L'agent lit le format envoyé par le client, extrait les lignes, les rapproche du référentiel articles et prépare la commande. Les cas douteux peuvent être validés par un humain avant la suite du traitement.
Le changement est très concret pour l'équipe. Elle ne passe plus son temps à retranscrire. Elle contrôle les exceptions, traite les litiges et revient vers les clients lorsque son intervention est réellement utile.
Ce n'est pas une promesse de remplacer l'ADV. C'est une manière de réserver son attention à ce que le flux automatisé ne sait pas trancher seul.
Peut-on faire fonctionner les deux ensemble ?
Oui. C'est même la bonne façon de poser le sujet. Les clients déjà raccordés continuent de commander en EDI. Les autres envoient leurs commandes par les canaux qu'ils utilisent déjà. Les deux flux alimentent le même ERP, sans demander à un client raccordé de changer de canal ni à un client non raccordé de lancer un projet EDI.
La frontière ne se décide pas sur une préférence technique. Elle suit l'histoire commerciale et opérationnelle de chaque compte : ceux avec lesquels un flux est déjà structuré, et ceux qui commandent encore par mail.

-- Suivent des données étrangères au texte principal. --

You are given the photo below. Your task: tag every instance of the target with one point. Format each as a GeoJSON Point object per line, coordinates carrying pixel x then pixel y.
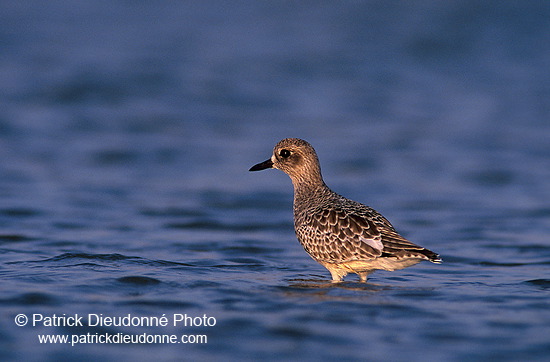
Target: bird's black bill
{"type": "Point", "coordinates": [262, 166]}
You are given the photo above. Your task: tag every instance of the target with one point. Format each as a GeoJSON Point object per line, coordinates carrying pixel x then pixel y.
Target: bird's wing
{"type": "Point", "coordinates": [338, 235]}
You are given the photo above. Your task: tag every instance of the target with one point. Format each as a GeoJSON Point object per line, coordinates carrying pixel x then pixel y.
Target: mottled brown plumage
{"type": "Point", "coordinates": [342, 235]}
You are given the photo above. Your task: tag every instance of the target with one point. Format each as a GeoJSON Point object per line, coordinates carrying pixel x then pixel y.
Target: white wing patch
{"type": "Point", "coordinates": [374, 243]}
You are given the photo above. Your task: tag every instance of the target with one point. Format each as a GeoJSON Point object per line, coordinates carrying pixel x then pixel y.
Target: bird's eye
{"type": "Point", "coordinates": [284, 153]}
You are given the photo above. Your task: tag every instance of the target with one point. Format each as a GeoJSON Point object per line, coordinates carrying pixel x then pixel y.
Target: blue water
{"type": "Point", "coordinates": [126, 133]}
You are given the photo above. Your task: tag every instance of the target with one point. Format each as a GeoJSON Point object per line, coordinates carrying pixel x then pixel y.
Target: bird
{"type": "Point", "coordinates": [342, 235]}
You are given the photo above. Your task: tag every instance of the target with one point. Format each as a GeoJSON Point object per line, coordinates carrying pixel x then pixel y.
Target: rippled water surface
{"type": "Point", "coordinates": [126, 133]}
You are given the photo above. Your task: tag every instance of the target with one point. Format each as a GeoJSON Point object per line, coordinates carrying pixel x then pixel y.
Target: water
{"type": "Point", "coordinates": [126, 133]}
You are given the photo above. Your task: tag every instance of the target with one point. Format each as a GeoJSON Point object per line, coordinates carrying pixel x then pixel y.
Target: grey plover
{"type": "Point", "coordinates": [342, 235]}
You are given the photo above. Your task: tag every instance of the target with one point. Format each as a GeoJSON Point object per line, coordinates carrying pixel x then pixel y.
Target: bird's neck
{"type": "Point", "coordinates": [307, 192]}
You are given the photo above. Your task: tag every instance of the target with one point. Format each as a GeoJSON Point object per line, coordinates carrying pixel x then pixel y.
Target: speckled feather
{"type": "Point", "coordinates": [342, 235]}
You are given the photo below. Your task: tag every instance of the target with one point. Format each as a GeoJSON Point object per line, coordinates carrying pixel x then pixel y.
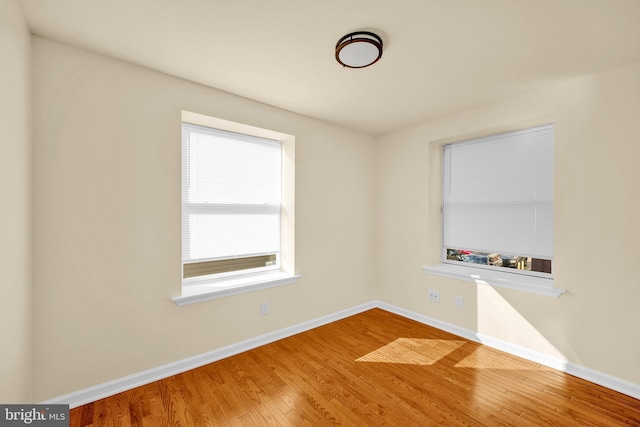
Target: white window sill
{"type": "Point", "coordinates": [220, 288]}
{"type": "Point", "coordinates": [519, 282]}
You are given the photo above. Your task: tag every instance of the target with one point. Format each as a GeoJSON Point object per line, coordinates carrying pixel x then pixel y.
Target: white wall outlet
{"type": "Point", "coordinates": [459, 302]}
{"type": "Point", "coordinates": [434, 295]}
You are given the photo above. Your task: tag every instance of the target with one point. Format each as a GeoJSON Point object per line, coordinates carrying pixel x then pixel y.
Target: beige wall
{"type": "Point", "coordinates": [107, 221]}
{"type": "Point", "coordinates": [15, 215]}
{"type": "Point", "coordinates": [596, 228]}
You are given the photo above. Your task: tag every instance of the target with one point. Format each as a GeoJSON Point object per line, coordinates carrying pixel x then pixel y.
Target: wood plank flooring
{"type": "Point", "coordinates": [372, 369]}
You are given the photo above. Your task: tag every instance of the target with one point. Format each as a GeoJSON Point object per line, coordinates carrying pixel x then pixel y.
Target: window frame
{"type": "Point", "coordinates": [228, 208]}
{"type": "Point", "coordinates": [223, 284]}
{"type": "Point", "coordinates": [527, 281]}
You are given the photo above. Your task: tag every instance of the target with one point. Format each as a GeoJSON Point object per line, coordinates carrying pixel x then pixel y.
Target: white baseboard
{"type": "Point", "coordinates": [119, 385]}
{"type": "Point", "coordinates": [100, 391]}
{"type": "Point", "coordinates": [596, 377]}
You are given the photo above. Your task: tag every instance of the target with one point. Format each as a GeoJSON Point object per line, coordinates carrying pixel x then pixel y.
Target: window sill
{"type": "Point", "coordinates": [519, 282]}
{"type": "Point", "coordinates": [205, 291]}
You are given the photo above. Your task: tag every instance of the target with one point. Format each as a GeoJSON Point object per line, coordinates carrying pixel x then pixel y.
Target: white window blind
{"type": "Point", "coordinates": [231, 188]}
{"type": "Point", "coordinates": [498, 193]}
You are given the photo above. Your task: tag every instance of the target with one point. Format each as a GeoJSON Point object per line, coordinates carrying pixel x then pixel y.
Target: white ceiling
{"type": "Point", "coordinates": [440, 56]}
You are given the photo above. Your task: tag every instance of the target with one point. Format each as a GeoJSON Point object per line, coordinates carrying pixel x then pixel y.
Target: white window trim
{"type": "Point", "coordinates": [214, 288]}
{"type": "Point", "coordinates": [481, 276]}
{"type": "Point", "coordinates": [228, 286]}
{"type": "Point", "coordinates": [507, 280]}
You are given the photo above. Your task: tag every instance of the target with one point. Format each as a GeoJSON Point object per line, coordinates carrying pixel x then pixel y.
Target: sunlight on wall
{"type": "Point", "coordinates": [498, 319]}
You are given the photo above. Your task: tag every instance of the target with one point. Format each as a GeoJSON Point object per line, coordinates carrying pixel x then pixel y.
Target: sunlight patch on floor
{"type": "Point", "coordinates": [413, 351]}
{"type": "Point", "coordinates": [489, 358]}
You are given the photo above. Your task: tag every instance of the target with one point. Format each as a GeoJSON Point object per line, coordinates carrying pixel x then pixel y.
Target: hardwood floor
{"type": "Point", "coordinates": [372, 369]}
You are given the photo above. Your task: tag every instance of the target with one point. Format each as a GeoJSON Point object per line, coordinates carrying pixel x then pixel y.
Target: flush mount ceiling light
{"type": "Point", "coordinates": [359, 49]}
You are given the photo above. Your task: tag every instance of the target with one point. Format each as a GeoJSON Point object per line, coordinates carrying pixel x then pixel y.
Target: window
{"type": "Point", "coordinates": [497, 206]}
{"type": "Point", "coordinates": [238, 208]}
{"type": "Point", "coordinates": [231, 188]}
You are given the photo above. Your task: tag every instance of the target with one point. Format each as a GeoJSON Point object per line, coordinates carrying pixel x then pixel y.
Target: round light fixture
{"type": "Point", "coordinates": [359, 49]}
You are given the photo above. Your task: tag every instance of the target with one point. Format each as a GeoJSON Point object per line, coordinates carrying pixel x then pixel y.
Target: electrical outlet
{"type": "Point", "coordinates": [459, 302]}
{"type": "Point", "coordinates": [434, 295]}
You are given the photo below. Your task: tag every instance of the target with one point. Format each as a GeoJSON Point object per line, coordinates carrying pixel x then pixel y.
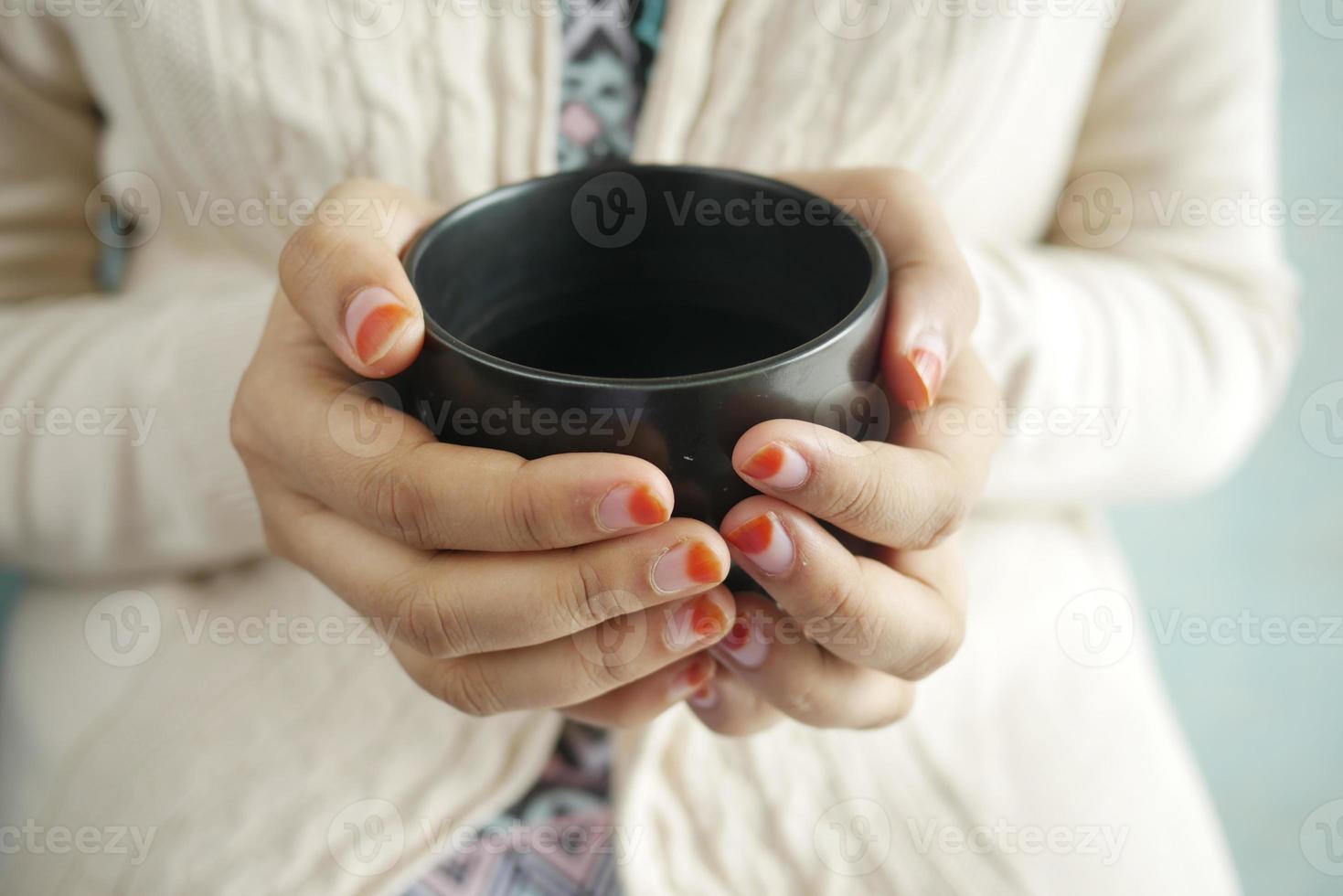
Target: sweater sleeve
{"type": "Point", "coordinates": [114, 453]}
{"type": "Point", "coordinates": [1146, 344]}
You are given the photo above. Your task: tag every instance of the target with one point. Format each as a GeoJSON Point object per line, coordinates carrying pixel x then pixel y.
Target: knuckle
{"type": "Point", "coordinates": [610, 664]}
{"type": "Point", "coordinates": [948, 515]}
{"type": "Point", "coordinates": [939, 650]}
{"type": "Point", "coordinates": [305, 257]}
{"type": "Point", "coordinates": [467, 688]}
{"type": "Point", "coordinates": [275, 540]}
{"type": "Point", "coordinates": [584, 601]}
{"type": "Point", "coordinates": [403, 509]}
{"type": "Point", "coordinates": [812, 704]}
{"type": "Point", "coordinates": [864, 506]}
{"type": "Point", "coordinates": [895, 712]}
{"type": "Point", "coordinates": [528, 523]}
{"type": "Point", "coordinates": [430, 624]}
{"type": "Point", "coordinates": [838, 601]}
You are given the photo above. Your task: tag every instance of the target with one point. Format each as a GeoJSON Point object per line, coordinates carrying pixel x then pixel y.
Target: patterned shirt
{"type": "Point", "coordinates": [559, 840]}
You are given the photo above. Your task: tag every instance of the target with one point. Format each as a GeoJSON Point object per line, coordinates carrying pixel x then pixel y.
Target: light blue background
{"type": "Point", "coordinates": [1267, 721]}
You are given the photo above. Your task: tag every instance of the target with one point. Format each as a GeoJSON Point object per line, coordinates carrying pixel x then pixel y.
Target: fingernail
{"type": "Point", "coordinates": [928, 357]}
{"type": "Point", "coordinates": [630, 507]}
{"type": "Point", "coordinates": [766, 543]}
{"type": "Point", "coordinates": [744, 645]}
{"type": "Point", "coordinates": [778, 465]}
{"type": "Point", "coordinates": [687, 566]}
{"type": "Point", "coordinates": [698, 620]}
{"type": "Point", "coordinates": [692, 678]}
{"type": "Point", "coordinates": [374, 321]}
{"type": "Point", "coordinates": [705, 698]}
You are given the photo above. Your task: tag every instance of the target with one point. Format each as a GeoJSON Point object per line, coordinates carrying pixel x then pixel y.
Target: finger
{"type": "Point", "coordinates": [908, 495]}
{"type": "Point", "coordinates": [453, 604]}
{"type": "Point", "coordinates": [904, 620]}
{"type": "Point", "coordinates": [641, 701]}
{"type": "Point", "coordinates": [355, 454]}
{"type": "Point", "coordinates": [805, 678]}
{"type": "Point", "coordinates": [730, 707]}
{"type": "Point", "coordinates": [341, 272]}
{"type": "Point", "coordinates": [576, 669]}
{"type": "Point", "coordinates": [933, 297]}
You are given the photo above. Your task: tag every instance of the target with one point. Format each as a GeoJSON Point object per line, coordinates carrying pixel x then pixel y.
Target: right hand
{"type": "Point", "coordinates": [506, 583]}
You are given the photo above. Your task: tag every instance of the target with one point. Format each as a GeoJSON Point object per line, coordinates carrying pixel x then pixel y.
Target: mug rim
{"type": "Point", "coordinates": [876, 289]}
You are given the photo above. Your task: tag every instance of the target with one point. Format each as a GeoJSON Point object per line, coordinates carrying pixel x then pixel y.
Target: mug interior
{"type": "Point", "coordinates": [723, 271]}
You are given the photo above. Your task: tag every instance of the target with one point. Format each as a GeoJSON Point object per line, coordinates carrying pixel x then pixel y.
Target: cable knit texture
{"type": "Point", "coordinates": [248, 759]}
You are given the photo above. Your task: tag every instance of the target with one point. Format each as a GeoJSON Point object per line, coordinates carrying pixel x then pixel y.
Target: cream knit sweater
{"type": "Point", "coordinates": [1146, 355]}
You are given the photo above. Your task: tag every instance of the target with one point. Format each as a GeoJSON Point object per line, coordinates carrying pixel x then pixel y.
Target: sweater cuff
{"type": "Point", "coordinates": [217, 347]}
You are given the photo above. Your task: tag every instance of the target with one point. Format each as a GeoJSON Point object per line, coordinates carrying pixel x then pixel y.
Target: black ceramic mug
{"type": "Point", "coordinates": [649, 311]}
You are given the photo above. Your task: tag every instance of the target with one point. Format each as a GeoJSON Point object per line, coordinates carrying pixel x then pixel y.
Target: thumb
{"type": "Point", "coordinates": [933, 297]}
{"type": "Point", "coordinates": [341, 272]}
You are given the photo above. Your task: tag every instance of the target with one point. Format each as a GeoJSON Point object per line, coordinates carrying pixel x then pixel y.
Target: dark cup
{"type": "Point", "coordinates": [650, 311]}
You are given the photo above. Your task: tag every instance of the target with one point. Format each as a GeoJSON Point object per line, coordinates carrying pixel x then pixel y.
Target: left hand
{"type": "Point", "coordinates": [853, 629]}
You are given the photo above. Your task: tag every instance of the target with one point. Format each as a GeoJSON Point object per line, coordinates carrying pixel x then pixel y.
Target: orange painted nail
{"type": "Point", "coordinates": [374, 321]}
{"type": "Point", "coordinates": [629, 507]}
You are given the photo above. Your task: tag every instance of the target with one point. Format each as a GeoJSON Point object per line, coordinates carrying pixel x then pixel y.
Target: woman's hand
{"type": "Point", "coordinates": [506, 583]}
{"type": "Point", "coordinates": [857, 621]}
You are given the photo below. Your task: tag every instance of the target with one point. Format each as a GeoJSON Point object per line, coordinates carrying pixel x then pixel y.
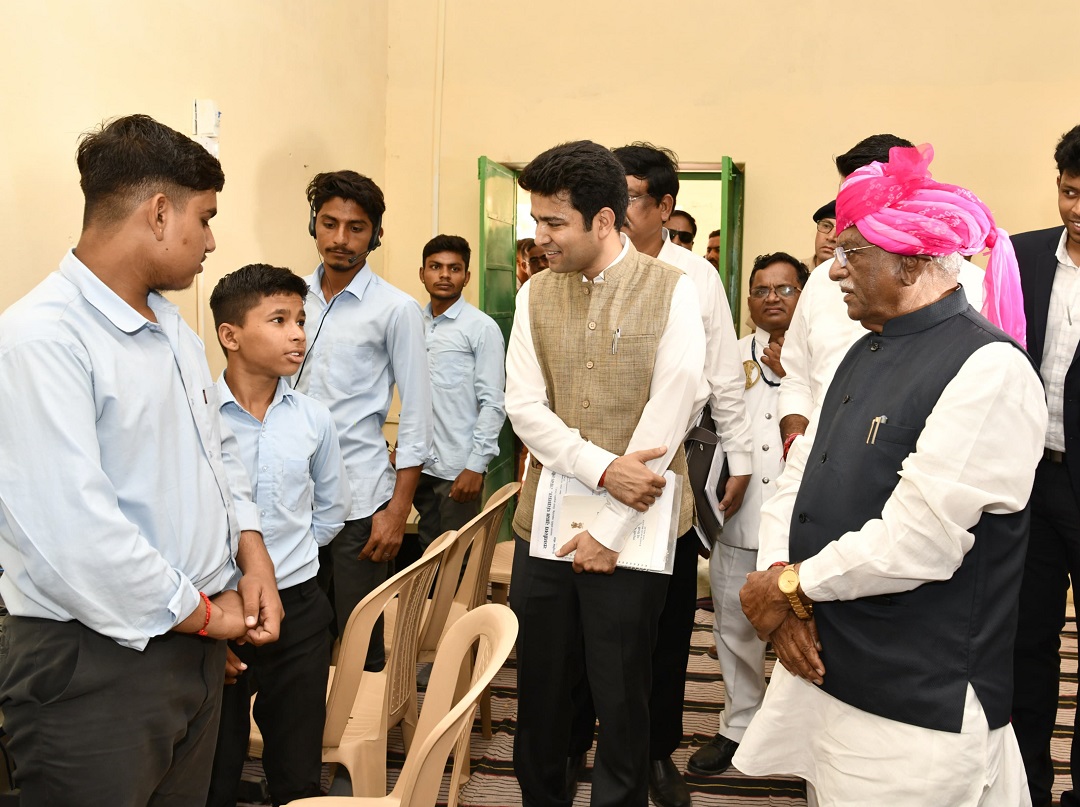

Cette approche évite le faux choix entre moderniser l'existant et traiter le reste. L'EDI conserve sa place. Le traitement des commandes par mail complète ce qu'il laisse hors de son périmètre.
Même avec un CRM ou un ERP en place, les commandes reçues par mail peuvent rester hors du circuit automatisé. Le sujet n'est pas de remplacer le système en place, mais de relier ce qui arrive encore dans la boîte mail au reste du traitement.
Par où commencer ?
Ne commencez pas par compter le nombre de clients que vous pourriez raccorder en EDI. Commencez par regarder le travail qui existe déjà hors EDI. Trois indicateurs suffisent pour poser le diagnostic :
- Le nombre de commandes reçues par mail sur un mois.
- Le nombre de clients qui les envoient, pour savoir si le flux est concentré ou diffus.
- Le temps qui s'écoule entre la réception d'une commande et sa création dans l'ERP.
Ils montrent où se trouve réellement la saisie. Ils permettent aussi de choisir un premier flux précis, plutôt que de lancer un projet trop large.
Il est généralement plus logique de commencer par la commande que par l'accusé de réception. Tant que la commande n'est pas correctement capturée, automatiser l'étape suivante ne fait que déplacer le problème. Une fois le flux entrant traité, l'accusé de réception peut s'appuyer sur une commande créée sans ressaisie.
L'EDI reste la réponse la plus robuste pour les échanges déjà structurés avec les grands comptes. Pour le reste du portefeuille, le sujet est différent : faire entrer dans l'ERP les commandes qui arrivent encore dans la boîte mail. C'est là que l'agent a sa place.